Being a comic book obsessive as a tyke I turned that collecting mania to my favorite reviewers and writers, and began amassing collections of Sarris, Robin Wood, Durgnat, and numerous others. The first copy of the Village Voice I bought contained Sarris's two-part consideration of four films exemplifying violence in the cinema.1 I subscribed, with the indulgence of my mom, and dutifully tore out Sarris's reviews and filed them in folders by year.2
Still have them. Yesterday upon learning of Sarris's death at the age of 83 I pulled out his review of Bang the Drum Slowly from 6 September, 1973, a review that seems representative of Sarris's breadth of reference. In the course of the review he mentions Fat City, Paper Lion, Maurie, Brian's Song, the taboo on sports films v. war films, Darwin, sports on TV, Catch-22, sentimentality v. pathos, Cocteau, the Keystone Cops, The Best Years of Our Lives, Odd Man Out, Lou Gehrig, Melville, Hamlet, and the Kennedys. All to focus on a baseball movie adapted from the Mark Harris novel by John Hancock. As my colleague Shawn Levy once said, Sarris wrote every review as if he were making the definitive statement on the film at hand.
Just as Freud was not as Freudian as his followers, Sarris was a flexible auteurist. He was sensitive to acting, scripting, photography, and the other facets of filmmaking and their contributors, as well as the political and sociological realms from which movies emerged. The director may not always be the best candidate for a film's authorship, but he or she is often the most interesting to follow. Later I developed an interest in screenwriters but for all the words on the page a movie is rarely written in the sense that a Joe Mankiewicz film or screwball comedy or a Robert Towne script is written where often the ideas are embedded in lively dialogue.
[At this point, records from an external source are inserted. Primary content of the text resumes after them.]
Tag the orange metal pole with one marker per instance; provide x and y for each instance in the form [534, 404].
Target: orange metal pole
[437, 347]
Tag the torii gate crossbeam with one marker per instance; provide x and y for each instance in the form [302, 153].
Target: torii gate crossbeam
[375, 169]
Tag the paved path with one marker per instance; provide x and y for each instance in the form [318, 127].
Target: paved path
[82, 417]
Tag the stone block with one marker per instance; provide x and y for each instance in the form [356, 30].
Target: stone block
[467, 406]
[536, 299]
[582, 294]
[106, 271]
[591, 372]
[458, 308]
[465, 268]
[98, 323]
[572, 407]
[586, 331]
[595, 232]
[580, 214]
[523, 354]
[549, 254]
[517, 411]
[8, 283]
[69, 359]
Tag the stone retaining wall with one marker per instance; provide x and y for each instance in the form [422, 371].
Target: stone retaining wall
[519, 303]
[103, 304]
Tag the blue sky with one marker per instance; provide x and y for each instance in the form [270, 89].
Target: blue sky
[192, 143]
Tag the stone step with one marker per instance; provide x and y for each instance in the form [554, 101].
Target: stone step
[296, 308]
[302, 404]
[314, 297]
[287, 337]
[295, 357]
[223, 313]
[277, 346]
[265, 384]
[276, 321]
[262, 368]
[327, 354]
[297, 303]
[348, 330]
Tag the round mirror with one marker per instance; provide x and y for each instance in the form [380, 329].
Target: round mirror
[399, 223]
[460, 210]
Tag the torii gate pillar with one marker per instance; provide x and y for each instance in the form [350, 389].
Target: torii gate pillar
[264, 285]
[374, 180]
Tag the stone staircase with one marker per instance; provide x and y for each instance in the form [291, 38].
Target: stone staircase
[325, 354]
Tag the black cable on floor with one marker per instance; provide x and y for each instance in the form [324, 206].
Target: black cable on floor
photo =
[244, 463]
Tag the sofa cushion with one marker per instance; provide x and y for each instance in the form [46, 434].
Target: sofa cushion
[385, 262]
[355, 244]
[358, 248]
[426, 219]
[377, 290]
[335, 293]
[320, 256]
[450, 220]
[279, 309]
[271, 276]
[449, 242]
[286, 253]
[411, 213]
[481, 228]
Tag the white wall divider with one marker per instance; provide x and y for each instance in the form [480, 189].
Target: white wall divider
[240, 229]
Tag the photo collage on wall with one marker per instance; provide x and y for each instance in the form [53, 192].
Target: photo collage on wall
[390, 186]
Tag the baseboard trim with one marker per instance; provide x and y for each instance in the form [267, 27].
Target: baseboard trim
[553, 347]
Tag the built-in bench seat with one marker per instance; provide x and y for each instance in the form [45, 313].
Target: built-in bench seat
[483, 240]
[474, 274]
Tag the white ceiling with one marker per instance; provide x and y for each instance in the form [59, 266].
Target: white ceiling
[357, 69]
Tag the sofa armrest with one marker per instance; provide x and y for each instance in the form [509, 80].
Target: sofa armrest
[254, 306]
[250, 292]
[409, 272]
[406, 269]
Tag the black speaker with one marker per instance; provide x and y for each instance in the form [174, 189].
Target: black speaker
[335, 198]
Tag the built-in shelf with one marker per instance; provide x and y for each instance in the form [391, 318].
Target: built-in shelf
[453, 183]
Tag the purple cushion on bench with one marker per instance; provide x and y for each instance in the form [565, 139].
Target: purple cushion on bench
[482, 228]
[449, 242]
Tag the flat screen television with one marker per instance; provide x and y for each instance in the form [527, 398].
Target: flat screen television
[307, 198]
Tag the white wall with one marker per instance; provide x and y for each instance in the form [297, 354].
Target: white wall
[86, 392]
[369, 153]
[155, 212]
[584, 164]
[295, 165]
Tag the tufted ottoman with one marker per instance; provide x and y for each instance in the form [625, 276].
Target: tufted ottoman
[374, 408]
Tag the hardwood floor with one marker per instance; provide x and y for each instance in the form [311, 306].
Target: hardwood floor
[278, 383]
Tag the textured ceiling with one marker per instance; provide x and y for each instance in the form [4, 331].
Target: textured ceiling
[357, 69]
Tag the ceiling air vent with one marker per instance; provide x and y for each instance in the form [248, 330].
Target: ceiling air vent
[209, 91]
Still, I enjoy reading screenplays as much as seeing the movies made from them.
And he was also able to change his mind, a characteristic that was often oddly held against him. From 2001 to Billy Wilder and John Huston, Sarris was inclined to revise first impressions, from the foundational believe that cinema is a vast ocean into which one must dip continuously.
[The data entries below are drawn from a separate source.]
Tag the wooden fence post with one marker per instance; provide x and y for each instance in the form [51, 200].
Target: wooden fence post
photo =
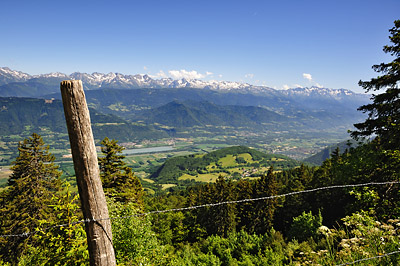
[84, 155]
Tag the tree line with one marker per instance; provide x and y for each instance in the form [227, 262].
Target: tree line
[326, 227]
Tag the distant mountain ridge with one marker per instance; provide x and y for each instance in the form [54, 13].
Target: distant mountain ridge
[117, 80]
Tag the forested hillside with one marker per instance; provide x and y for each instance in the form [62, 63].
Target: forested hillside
[345, 211]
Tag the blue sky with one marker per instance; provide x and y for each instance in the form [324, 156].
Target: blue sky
[274, 43]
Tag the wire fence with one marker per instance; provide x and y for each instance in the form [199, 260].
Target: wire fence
[27, 234]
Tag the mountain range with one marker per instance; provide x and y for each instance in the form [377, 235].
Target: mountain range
[50, 83]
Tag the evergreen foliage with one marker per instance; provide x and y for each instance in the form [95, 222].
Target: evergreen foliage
[118, 179]
[383, 113]
[34, 181]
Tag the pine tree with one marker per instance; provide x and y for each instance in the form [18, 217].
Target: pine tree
[118, 179]
[384, 112]
[263, 210]
[222, 217]
[34, 181]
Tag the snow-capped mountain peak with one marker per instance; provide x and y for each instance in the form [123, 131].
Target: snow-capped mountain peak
[98, 80]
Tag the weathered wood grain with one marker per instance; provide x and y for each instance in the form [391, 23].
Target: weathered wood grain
[84, 155]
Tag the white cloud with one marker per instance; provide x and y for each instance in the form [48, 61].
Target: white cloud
[160, 74]
[180, 74]
[307, 76]
[318, 85]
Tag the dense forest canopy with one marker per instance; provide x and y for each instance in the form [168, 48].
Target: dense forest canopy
[325, 227]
Though opponents such as Dwight Macdonald mocked Sarris's prose style, without every explaining why, I loved the way he wrote, as much as I did the styles of Wood and Durgnant. It was a distinctive style, with its alliteration and its stately demeanor that could just as well descend to anger as identifiable as the images of a Ford or a Hitchcock, and able to allow numerous tangents while always keeping an eye on the main subject. Most important, the style was less wearing than that of, say, Pauline Kael, who was tolerable only in small, bi-weekly doses.3
In February of 1976, I wrote Sarris an illiterate fan letter which he was nice enough to answer anyway. Of all the fan letters I've written, only Sarris and Gore Vidal answered, at least back in the snail mail days. I mention this only as a means to underscore Sarris's much-commented-upon courtliness and and generosity and evenness of temper. More evidence of that mood can be found in the documentary For the Love of Movies, which should be required viewing for all cinema goers.
There was a somewhat premature festschift dedicated to Sarris which was published in 2001 (or maybe it came out just in time), and Molly Haskell published a memoir of being with Sarris through a rare illness, called Love and Other Infectious Diseases, which is also interesting for its descriptions of film culture at the time, and for Ms. Haskells always soothing prose style. But what one now hopes is that the Library of America, having already cannonized Farber and Kael, will now take on Sarris with a one-to-two volume collection.
1 Acquired at the Fourth Avenue News in downtown Portland, situated in a hole-in-the-wall between the Blue Mouse theater, which showed vaguely erotic adult fare such as The Happy Hooker and House of Whipcord, and the Round-Up, open 24-hours and showing four films cycled in one at a time so that every four days the bill was all new, a late night refuge for the then-homeless or indigent, and hosting a bathroom of lethal mien.
2 The two part violence article isn't (yet) in Google Books's Voice archive, but one hopes it will be there soon.
3 To paraphrase Evelyn Waugh on Tom Dreiberg, Pauline Kael was not as nice as she looked, as we learn from the lady's recent biography.